Many drugs produce minor changes in repolarizing currents, and can prolong the QT interval. The QT interval is also difficult to measure with precision, and the QT varies in the same individual over time and with changes in heart rate. Although correction factors for heart rate changes have been described, they are inexact. In most patients, minor effects on the HERG channel are easily compensated for and have no clinical sequelae. However, in patients who have either previously undetected forms of a long QT syndrome, and are exposed to higher than expected concentrations of a single drug, or are subject to effects from multiple drugs, torsades de pointe can be precipitated.

In this paper, Ray et al performed a careful examination of a large database to see if erythromycin, a drug with a known potential to block HERG channels, is actually associated with increased risk of sudden death.
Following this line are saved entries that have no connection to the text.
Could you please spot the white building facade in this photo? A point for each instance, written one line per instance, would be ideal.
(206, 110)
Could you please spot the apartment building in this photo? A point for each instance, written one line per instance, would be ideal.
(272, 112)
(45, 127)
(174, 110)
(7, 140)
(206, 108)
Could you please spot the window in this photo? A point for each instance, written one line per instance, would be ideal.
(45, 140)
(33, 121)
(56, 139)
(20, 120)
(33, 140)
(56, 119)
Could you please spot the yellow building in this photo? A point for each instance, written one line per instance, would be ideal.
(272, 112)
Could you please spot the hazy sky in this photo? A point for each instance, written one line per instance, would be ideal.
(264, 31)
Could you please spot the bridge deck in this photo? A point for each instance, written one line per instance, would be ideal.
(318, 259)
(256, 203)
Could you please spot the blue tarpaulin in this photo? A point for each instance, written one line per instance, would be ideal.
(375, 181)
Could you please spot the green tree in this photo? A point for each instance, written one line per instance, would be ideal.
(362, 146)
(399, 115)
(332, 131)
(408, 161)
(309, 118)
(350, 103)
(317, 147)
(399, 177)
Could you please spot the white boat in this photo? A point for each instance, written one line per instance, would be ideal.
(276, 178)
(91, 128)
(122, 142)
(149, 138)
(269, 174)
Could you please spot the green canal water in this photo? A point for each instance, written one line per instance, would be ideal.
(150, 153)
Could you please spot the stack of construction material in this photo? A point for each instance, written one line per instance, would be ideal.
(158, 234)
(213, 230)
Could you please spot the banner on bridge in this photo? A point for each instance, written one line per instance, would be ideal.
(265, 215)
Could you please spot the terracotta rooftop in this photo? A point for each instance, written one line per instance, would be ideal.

The database was a from a Medicaid population, so relatively few elderly individuals were involved. A Medicare population may have been more revealing. By examining this large Tennessee Medicaid database, Ray et al were able to demonstrate an increased risk ratio among all patients who used erythromycin, and in particular, among those in whom it would have been expected that erythromycin plasma concentrations would have been increased at least 2-fold. The absolute number of deaths is quite small. Without careful statistical analysis of this large database, the increase in risk would never have been detected clinically.

The clinical implications of these observations however, remain uncertain. Certainly, physicians should be aware if a drug has been reported to prolong the QT interval. If so, physicians should know the pharmacokinetic properties of the drug, and take care that the drug is not used either with other drugs which might raise its plasma concentration or in situations, for example, renal failure, where an excess concentration of the drug might be expected. In those cases, alternate therapy should certainly be prescribed. Keeping up-to-date on the potential for drug interactions, and a knowledge of the risk factors for developing torsades, should provide an adequate level of safety.

Dr. DiMarco, Professor of Medicine, Division of Cardiology, University of Virginia, Charlottesville, is on the Editorial Board of Clinical Cardiology Alert.